Application-level SWR (Redis):
async function getWithSWR<T>(
key: string,
fetcher: () => Promise<T>,
freshTTL: number, // serve without revalidation
staleTTL: number // serve stale + revalidate in background
): Promise<T> {
const raw = await cache.get(key)
if (raw) {
const { value, cachedAt } = JSON.parse(raw)

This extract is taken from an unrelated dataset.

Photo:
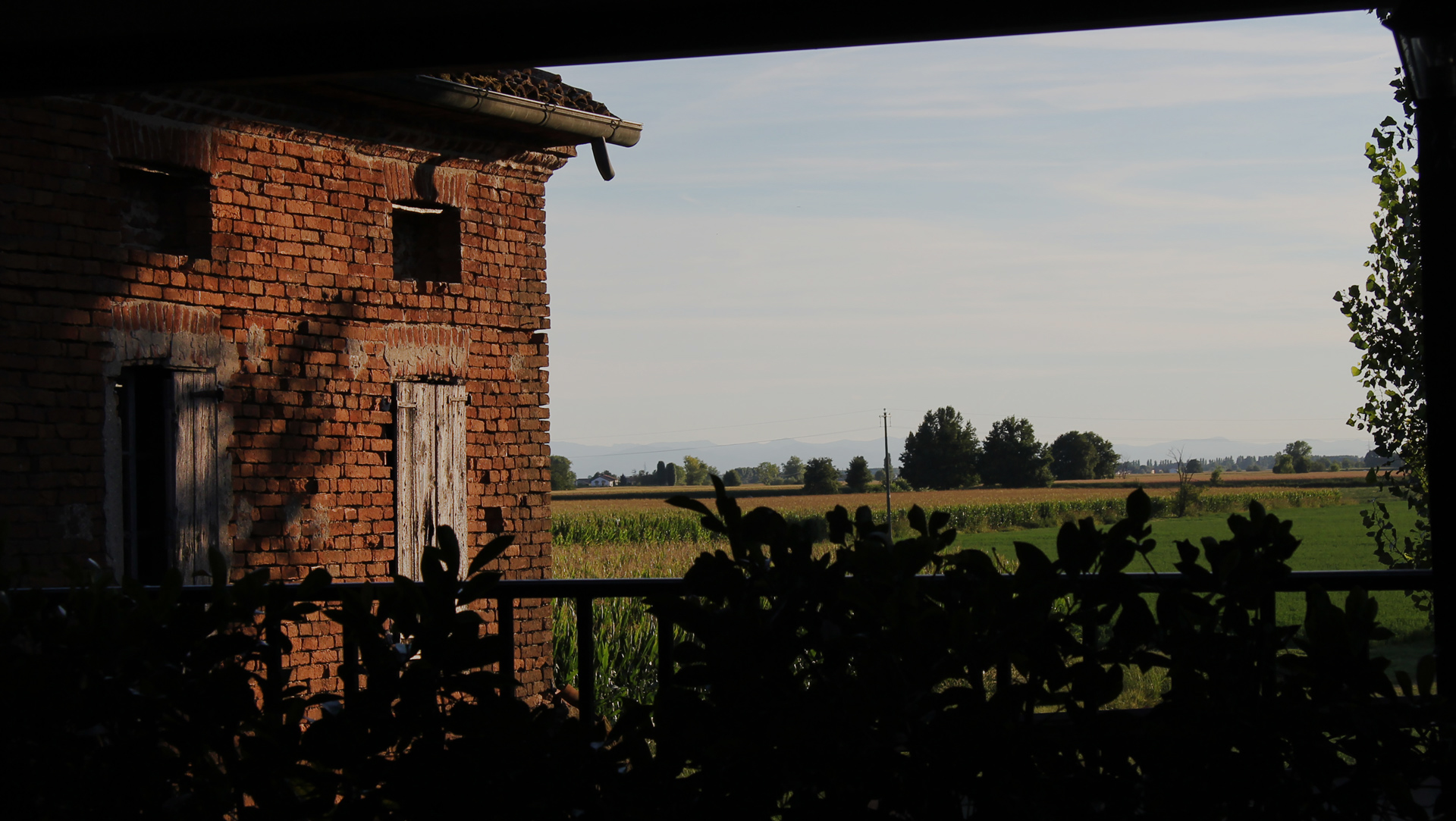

const age = Date.now() - cachedAt
if (age < freshTTL * 1000) {
return value // fresh, return immediately
}
if (age < staleTTL * 1000) {
// stale but within window — return stale, revalidate in background
setImmediate(async () => {
const fresh = await fetcher()
await cache.set(key, JSON.stringify({ value: fresh, cachedAt: Date.now() }), 'EX', staleTTL)
})
return value
}
}
// cache miss or beyond stale window — fetch synchronously
const fresh = await fetcher()
await cache.set(key, JSON.stringify({ value: fresh, cachedAt: Date.now() }), 'EX', staleTTL)
return fresh
}
Where SWR breaks down:
- Data with security implications (permissions, pricing, inventory) — a user might act on stale data
- High-write entities — the stale window means mutations aren't reflected quickly; the cache is providing no useful hit rate
- Aggregates that must be accurate — counts, totals, balances
Phase 4: Non-obvious failure modes to explicitly address
Cache stampede (thundering herd): When a popular cache key expires, N concurrent requests all miss and hit the DB simultaneously. Fix: probabilistic early expiration or a per-key lock.
// Lock-based stampede prevention
async function getWithLock<T>(key: string, fetcher: () => Promise<T>, ttl: number): Promise<T> {
const cached = await cache.get(key)
if (cached) return JSON.parse(cached)
const lockKey = `lock:${key}`
const acquired = await cache.set(lockKey, '1', 'EX', 5, 'NX') // NX = only if not exists
if (!acquired) {
// another request is recomputing — short poll or return a default
await sleep(50)
return getWithLock(key, fetcher, ttl) // retry
}
const value = await fetcher()
await cache.set(key, JSON.stringify(value), 'EX', ttl)
await cache.del(lockKey)
return value
}
Negative caching: If a DB lookup returns null, cache the null explicitly with a short TTL. Otherwise, every miss hammers the DB. cache.set(key, 'NULL', 'EX', 30) and check for the sentinel on read.
Replica lag invalidation hole: If you invalidate and then immediately read from a DB read replica, you may re-populate the cache with stale data. After a write, route the cache-repopulation read to the primary, or skip immediate repopulation and let the next request populate from the replica after lag clears.
In-process cache in multi-instance deployments: Local caches (Node.js Map) are invisible to other instances. A write on instance A invalidates A's cache; instances B and C serve stale until their TTL expires. Either: use a shared cache for anything that must be consistent across instances, or accept the TTL window and document it.